4. To remove the MACHINE_CSR certificate, apply the following command in the vCenter Server command line:
   # /usr/lib/vmware-vmafd/bin/vecs-cli entry delete --store MACHINE_SSL_CERT --alias __MACHINE_CSR


5. Reboot is Optional, however the Certificate status alarm reset to Green is not.
   The built in certificate alarm will never return to Green, unless manually confirmed, or edited.
   Due to the nature of the impact that certificates can have, we do not recommend editing the Certificate status Alarm 
   
   

The Built in alarms like Certificate status - can be edited to sent mail.

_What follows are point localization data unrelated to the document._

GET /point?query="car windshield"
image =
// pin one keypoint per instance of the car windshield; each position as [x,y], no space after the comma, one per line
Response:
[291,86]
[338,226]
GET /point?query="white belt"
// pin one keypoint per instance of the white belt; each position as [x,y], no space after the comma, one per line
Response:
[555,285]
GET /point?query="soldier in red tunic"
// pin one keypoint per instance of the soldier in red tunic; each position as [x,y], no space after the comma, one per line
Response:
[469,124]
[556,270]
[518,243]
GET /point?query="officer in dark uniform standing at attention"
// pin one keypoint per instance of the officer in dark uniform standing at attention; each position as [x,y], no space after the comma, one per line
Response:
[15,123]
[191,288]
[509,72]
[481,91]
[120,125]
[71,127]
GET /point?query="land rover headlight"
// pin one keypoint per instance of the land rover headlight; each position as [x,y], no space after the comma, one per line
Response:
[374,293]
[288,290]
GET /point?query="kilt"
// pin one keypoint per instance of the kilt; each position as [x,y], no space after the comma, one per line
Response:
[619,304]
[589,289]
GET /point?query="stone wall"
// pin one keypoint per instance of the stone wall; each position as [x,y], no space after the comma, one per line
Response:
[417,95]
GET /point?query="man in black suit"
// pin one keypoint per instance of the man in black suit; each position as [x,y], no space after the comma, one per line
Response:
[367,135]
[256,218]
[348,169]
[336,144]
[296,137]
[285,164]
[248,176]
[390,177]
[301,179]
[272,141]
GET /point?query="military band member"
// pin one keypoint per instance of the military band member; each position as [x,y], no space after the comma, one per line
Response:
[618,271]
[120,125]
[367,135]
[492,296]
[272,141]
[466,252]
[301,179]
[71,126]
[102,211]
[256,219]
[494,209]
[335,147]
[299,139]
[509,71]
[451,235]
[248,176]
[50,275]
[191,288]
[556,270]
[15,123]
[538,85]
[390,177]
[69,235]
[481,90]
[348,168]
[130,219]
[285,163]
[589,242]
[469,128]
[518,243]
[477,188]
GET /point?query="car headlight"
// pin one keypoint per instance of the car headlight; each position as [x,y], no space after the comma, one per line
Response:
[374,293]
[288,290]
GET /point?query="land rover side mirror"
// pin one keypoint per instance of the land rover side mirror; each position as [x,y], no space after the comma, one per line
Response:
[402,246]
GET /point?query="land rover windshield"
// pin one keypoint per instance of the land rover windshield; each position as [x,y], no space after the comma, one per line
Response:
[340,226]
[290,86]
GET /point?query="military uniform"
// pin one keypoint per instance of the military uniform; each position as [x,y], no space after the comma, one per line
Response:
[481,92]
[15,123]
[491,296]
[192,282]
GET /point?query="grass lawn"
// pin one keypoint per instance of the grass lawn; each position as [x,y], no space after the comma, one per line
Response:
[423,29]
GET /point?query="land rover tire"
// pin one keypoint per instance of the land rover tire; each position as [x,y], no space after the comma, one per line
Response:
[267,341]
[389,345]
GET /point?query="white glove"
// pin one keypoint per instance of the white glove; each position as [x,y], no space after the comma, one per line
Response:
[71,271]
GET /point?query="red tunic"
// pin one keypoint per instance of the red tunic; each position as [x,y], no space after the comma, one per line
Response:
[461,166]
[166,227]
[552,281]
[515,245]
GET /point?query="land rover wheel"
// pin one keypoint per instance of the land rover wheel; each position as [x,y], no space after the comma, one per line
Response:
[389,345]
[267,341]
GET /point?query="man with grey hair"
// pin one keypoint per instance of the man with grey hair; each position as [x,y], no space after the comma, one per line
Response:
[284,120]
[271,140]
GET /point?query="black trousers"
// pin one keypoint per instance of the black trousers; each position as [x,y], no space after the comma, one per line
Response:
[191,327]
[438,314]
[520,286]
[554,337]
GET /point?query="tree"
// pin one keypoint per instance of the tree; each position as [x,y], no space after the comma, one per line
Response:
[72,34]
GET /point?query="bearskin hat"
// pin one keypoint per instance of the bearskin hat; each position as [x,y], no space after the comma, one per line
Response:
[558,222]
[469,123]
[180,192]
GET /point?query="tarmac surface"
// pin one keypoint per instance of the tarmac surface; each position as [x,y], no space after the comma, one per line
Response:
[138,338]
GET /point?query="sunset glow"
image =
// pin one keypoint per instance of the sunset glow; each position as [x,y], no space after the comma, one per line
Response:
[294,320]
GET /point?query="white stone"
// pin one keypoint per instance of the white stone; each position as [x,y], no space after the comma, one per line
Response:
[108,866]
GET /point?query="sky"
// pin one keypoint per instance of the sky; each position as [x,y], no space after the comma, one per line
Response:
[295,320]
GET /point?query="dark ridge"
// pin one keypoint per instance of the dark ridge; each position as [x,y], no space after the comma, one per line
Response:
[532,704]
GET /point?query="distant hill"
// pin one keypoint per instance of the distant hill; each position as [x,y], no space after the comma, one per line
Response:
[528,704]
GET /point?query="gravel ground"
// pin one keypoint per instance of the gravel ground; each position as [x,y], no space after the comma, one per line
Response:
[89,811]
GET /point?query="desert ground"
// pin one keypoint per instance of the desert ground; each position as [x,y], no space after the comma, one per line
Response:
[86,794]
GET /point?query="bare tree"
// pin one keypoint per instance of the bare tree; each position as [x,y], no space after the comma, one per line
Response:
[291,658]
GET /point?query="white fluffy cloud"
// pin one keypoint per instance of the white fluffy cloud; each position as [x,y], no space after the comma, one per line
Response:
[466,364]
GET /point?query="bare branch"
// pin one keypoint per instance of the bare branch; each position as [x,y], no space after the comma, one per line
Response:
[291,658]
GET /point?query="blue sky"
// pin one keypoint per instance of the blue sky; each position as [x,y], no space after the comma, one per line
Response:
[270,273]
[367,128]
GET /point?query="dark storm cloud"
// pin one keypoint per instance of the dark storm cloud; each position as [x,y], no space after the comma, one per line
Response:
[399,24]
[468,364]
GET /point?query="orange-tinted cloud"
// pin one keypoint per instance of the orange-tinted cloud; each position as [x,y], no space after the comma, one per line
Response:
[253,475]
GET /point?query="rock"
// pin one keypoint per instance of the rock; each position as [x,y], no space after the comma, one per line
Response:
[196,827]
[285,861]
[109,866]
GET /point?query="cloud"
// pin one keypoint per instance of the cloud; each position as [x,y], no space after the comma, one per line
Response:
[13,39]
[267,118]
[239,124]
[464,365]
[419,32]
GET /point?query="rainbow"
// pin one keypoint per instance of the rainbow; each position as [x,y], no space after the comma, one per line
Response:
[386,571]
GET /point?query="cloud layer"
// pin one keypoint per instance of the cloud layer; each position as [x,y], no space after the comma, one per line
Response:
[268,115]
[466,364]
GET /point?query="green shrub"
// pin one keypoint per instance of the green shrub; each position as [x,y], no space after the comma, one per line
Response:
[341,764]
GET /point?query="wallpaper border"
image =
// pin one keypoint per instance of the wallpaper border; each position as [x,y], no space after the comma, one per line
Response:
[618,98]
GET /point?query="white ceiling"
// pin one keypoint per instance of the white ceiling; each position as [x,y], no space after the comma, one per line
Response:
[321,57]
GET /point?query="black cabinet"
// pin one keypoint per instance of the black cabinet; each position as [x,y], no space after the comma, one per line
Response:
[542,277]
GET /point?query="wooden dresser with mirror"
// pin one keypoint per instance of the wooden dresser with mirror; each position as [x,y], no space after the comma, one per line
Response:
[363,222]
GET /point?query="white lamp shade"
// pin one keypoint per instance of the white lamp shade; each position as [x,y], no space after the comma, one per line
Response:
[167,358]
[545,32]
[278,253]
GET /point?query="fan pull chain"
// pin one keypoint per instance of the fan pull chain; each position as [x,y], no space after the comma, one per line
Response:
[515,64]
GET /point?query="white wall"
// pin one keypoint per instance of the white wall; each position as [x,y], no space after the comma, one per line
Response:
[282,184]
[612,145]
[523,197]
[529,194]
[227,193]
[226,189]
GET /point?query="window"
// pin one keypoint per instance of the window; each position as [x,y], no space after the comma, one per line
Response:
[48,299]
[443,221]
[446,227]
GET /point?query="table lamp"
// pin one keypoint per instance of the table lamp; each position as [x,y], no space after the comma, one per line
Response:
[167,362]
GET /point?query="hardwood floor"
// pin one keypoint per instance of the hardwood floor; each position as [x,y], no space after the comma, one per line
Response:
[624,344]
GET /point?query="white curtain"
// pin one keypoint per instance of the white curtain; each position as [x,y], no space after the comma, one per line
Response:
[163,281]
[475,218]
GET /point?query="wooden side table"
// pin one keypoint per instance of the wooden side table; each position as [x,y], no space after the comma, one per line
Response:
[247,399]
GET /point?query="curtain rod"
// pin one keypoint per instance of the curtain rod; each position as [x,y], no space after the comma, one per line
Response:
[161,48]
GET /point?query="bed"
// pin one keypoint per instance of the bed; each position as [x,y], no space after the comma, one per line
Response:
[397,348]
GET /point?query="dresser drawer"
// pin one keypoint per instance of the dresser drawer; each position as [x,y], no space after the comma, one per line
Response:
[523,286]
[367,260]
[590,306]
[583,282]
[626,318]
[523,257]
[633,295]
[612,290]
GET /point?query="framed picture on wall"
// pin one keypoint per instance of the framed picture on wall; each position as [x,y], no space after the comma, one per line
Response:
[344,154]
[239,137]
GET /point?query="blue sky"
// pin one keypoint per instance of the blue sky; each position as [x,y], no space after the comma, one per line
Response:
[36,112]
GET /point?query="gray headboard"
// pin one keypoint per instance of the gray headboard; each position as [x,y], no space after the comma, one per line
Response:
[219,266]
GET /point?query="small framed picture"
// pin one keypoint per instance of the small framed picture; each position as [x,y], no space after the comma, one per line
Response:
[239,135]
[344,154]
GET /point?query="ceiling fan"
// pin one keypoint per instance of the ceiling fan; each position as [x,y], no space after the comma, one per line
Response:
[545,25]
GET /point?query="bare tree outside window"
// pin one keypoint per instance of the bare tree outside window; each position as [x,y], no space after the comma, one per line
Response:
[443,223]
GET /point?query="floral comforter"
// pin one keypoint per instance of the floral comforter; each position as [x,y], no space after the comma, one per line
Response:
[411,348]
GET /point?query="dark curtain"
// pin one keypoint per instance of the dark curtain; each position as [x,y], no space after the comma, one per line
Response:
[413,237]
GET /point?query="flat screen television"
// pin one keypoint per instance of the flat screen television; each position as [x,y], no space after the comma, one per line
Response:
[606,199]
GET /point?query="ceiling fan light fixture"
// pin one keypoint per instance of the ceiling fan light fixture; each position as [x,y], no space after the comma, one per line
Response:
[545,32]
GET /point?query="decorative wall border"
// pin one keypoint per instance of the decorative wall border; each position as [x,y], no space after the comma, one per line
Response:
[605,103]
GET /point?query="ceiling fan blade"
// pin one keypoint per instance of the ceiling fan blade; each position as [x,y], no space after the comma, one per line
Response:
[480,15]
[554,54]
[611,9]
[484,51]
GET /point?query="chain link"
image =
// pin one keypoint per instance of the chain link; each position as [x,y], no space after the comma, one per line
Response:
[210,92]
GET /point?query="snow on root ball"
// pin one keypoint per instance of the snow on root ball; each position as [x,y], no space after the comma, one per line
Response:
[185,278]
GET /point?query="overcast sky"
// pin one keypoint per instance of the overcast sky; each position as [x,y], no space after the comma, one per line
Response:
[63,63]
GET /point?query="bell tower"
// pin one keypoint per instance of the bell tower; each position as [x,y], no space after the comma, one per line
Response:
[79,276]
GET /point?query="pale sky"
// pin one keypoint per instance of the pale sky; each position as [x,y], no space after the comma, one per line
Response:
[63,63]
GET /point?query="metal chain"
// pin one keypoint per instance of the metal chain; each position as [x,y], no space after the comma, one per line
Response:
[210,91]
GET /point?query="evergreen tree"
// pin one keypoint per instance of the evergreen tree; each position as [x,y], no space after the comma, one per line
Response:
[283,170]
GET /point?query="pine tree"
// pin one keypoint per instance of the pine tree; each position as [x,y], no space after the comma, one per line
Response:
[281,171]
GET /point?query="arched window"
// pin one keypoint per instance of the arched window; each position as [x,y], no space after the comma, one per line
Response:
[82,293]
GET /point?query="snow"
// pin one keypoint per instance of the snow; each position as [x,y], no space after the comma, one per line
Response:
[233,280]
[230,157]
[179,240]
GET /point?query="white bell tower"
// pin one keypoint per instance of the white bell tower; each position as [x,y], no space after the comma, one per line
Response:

A precondition is to configure SendMail - see https://docs.vmware.com/en/VMware-vSphere/8.0/vsphere-vcenter-configuration/GUID-467DA288-7844-48F5-BB44-99DE6F6160A4.html 
Then Edit the Alarm under Alarm Definitions, Click the Radial Button, select Edit, select Send mail, and add the desired mail/ distribution list.
Follow the wizard Next, Next, Finish.